The issues that silos cause are in projection, granularity, level of detail, provenance, intended use vs. requested use, and many more when attempting to integrate the data to answer knowledge questions. For instance, geospatial data used by inventory and asset management systems have become reference data for other major datasets. However in such a case these data will typically not have the accuracy and data quality to support the modeling, simulation, accurate mapping, and artificial intelligence rules required to provide strong confidence in its use.

Xentity has been architecting in the government space for over 45 data programs supporting multiple national, agency, state, and local geospatial programs. In doing so, Xentity has developed architecture methods, common architectural patterns, and whitepapers to address designing with “knowledge first”, and then working backwards to data to establish an accurate, usable pattern.
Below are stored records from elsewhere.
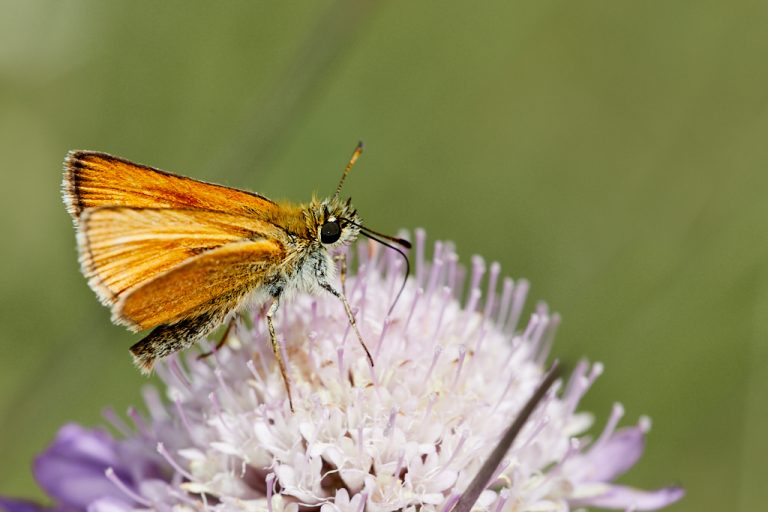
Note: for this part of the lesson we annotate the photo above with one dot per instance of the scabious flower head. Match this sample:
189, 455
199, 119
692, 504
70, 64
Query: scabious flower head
453, 368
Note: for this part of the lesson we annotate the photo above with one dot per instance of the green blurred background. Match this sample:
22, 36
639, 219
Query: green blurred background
614, 153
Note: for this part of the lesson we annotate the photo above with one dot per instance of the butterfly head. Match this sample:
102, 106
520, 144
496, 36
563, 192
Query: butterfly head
334, 223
The following statement breaks the down the needs to start with knowledge first in a Land & Resource Management (KID Paper) business focus area.

“A best practice concerning geospatial is that in order to achieve geospatial knowledge integration the data needs to be designed with the “knowledge question” first. Then, build information management production and product generation from that initial question. Finally,  align the planning and data acquisition for common reference data and end-user thematic static or streaming data to achieve the knowledge product. This approach needs to be addressed first prior to data being considered as a reliable source for cognitive processing. Most Cognitive systems are not addressing the geospatial where dimension.”
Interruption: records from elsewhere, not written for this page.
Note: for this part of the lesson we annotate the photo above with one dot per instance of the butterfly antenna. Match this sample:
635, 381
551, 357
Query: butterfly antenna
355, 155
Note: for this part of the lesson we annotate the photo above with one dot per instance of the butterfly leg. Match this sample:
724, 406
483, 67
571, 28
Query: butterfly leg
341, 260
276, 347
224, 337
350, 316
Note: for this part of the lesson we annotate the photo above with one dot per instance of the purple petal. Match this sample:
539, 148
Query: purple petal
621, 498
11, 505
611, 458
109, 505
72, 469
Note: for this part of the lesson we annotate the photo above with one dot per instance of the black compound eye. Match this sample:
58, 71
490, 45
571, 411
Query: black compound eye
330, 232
Geospatial Data Complexity Beyond XY Point Data Creates Much Broader Challenges, But Much More Value

Most data specialists are focused on content, math, language, culture and temporal analytics. However, those that are dealing with geospatial data are taking on the “point data challenge”. This approach changes however when moving to integrate disparate feature network/line data (i.e. utility, hydrographic, roads, railroad) due to issues noted above, and the cognitive rule-base issues and possibly engine processing concepts change.

The table below presents geospatial data types and their varying levels of complexity, which is formed based on the issues and concepts we have noted. You will see reference data, and static and dynamic thematic data, and how complex the data dimensions (the four v’s), an overall value of the data and types of data (line, polygonal, etc.) are for comparison. Furthermore, the hope is that this will provide insight as to why geospatial data can be such a challenge for data specialists. What you will also see is that all three types of data provide a respectable amount of value as well within the data, which is why some data specialists actually bother.

 Geospatial Data Types
 Reference Data – Static

 

(i.e. landscape topographic)

thematic data -static

 

(i.e. specific agency mission data)

thematic data -dynamic

 

(i.e. IoT, Sensors)

Data Dimension Complexity
VolumeLowMediumHigh
VarietyLowHighMedium
VeracityMediumMediumHigh
VelocityLowLowHigh
ValueHighMediumMedium
 
Data Type Complexity
PointBasicBasicIntermediate
LineHighHighHigh
PolygonHighHighHigh
Raster/pixelIntermediateIntermediateIntermediate

So What?

Geospatial data is clearly more difficult when moving from point and line to polygonal data. Raster/Pixel data can vary in complexity from intermediate to high mostly due to variance in veracity. However, high quality raster data could be considered intermediate for feature extraction in real-time (for example, autonomous cars for moving object classification).

These complexities remain high when considering tempo-spatial analysis both in current state comparing against future modeling or leveraging the historical data which can vary. But, they usually have quality degradation which change of limit use in knowledge or cognitive or even usual information processing.

The future will be interesting, because we will see how cognitive systems incorporate these two issues of handling the veracity issues of geospatial data and the various complexity principles noted.  So, while moving to faster batch, services, and performance architectures, you will likely be needed to support all these concepts. Also, the rules-based engine will need to understand how to handle the complexities beyond xy point data first. It is also important to remember that in spite of these complexities and difficulties, the payoff in geospatial data can be incredibly rewarding, which is why Xentity is so proud to devote ourselves to its understanding.